I once taught private lessons in math on calculating the area of a circle and I wanted to show the students how much cheaper per area a larger pizza is. So we of course got the diameters of pizzas from their favorite restaurant and started calculating. Then we found out that the normal sized pizza was actually the cheapest per area. It wasn‘t quite what we expected, but a very good math lesson for the attendees nonetheless: The owner lost money, because they were bad at maths.
Did you take into account that the crust takes away area from the "filling"? Because me and my husband also once did the math (not sure if we were frugal, bored or broke) and it all came down on whether you eat/enjoy the crust or not
ok but that picture is clearly one 18" pizza vs two 18" pizzas that have been hit by a shrink ray, meaning the two on the right have twice as much nutrition as the one on the left.
A pizza is larger than two of another just before it hits 1.5 times the radius (sqrt 2 times, to be exact, about 1.41). So if the radius is 1.5 times bigger, like in the OP, you always know it's more than twice the area.
Domino's is hardly considered pizza by most but it's $7 for a 12in. A 18in is $20. That's almost 3 pizzas. And the 12in has 2 toppings. The 18in has 0 toppings.
Dominos actually got better. It's not amazing but they took it on the chin a few years back and were like, "our pizza sucks. We need to do better" and they actually improved it quite a bit.
The math only really works for 18+ inch pizzas though. The pizza places around me don't even offer 18 inch pizzas. 14" large or 16" XL are the highest they go. In that case at most places near me, two twelves is often cheaper per square inch and does have more area than one 14" or 16". Especially since Domino's usually has coupons for two 12s that make it significantly cheaper than 1 L or XL.

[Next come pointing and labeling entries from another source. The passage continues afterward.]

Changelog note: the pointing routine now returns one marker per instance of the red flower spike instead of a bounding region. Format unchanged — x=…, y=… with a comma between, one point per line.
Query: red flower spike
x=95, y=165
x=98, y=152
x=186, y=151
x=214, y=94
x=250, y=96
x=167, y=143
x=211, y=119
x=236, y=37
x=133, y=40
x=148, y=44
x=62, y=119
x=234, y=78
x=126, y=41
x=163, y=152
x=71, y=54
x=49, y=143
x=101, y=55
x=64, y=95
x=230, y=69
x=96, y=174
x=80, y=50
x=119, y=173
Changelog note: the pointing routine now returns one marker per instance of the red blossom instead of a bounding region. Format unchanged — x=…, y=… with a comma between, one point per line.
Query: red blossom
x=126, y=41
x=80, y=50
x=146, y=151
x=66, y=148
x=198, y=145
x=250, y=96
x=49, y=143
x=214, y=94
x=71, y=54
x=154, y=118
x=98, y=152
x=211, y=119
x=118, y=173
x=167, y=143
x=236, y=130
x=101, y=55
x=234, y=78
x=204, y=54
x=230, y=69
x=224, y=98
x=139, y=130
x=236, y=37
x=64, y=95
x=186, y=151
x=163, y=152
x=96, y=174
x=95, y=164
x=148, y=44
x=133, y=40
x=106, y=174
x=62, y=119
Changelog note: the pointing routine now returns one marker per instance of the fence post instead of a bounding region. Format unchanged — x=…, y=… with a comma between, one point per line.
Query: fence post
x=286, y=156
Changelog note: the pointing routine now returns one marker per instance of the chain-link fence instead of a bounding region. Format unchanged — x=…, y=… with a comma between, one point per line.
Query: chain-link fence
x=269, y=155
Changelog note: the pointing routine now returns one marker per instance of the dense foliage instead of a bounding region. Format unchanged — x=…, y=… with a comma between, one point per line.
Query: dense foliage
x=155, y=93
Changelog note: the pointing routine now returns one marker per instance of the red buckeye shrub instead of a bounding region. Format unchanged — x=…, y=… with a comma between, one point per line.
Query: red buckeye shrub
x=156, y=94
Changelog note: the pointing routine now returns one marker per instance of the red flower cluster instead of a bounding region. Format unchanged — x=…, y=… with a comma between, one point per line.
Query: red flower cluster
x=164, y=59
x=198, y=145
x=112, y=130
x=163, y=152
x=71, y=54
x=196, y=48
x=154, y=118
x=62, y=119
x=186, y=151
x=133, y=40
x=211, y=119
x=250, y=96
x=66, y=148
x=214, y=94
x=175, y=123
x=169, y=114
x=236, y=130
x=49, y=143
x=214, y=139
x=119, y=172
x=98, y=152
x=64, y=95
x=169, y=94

Factor in the crust ratio of those though. We're talking 1.5 inch of crust, so 16" vs 12" is actually more like comparing 13" to 9" of pizza with cheese and topping. 132 v 64 square inches. You're getting 70 squares inches of crust on that 16", and 49 square inches of crust on the 12 inch. So more total food on 2 12s, but a lot more crust than one 16.
given a choice, i usually go with larger pizzas for crispy thin crust (also cut those in squares); and smaller ones for 'deep dish' or pan, where there isn't really an outside 'crust'.
I found myself making a similar calculation recently - I have a project car, and when I dragged it out of a field and hacked the vegetation out of the engine compartment, there was a 40mm motorcycle carburetor mounted to an adapter mounted to the intake. The carburetor even had a Harley-Davidson logo embossed in it.
I wanted to put a two-barrel Weber carb on it, which had a 36 mm and a 32 mm throttle plate. The 40 mm motorcycle carb had an area of 1256 mm2, while the combined area for the Weber was more like 1820 mm2.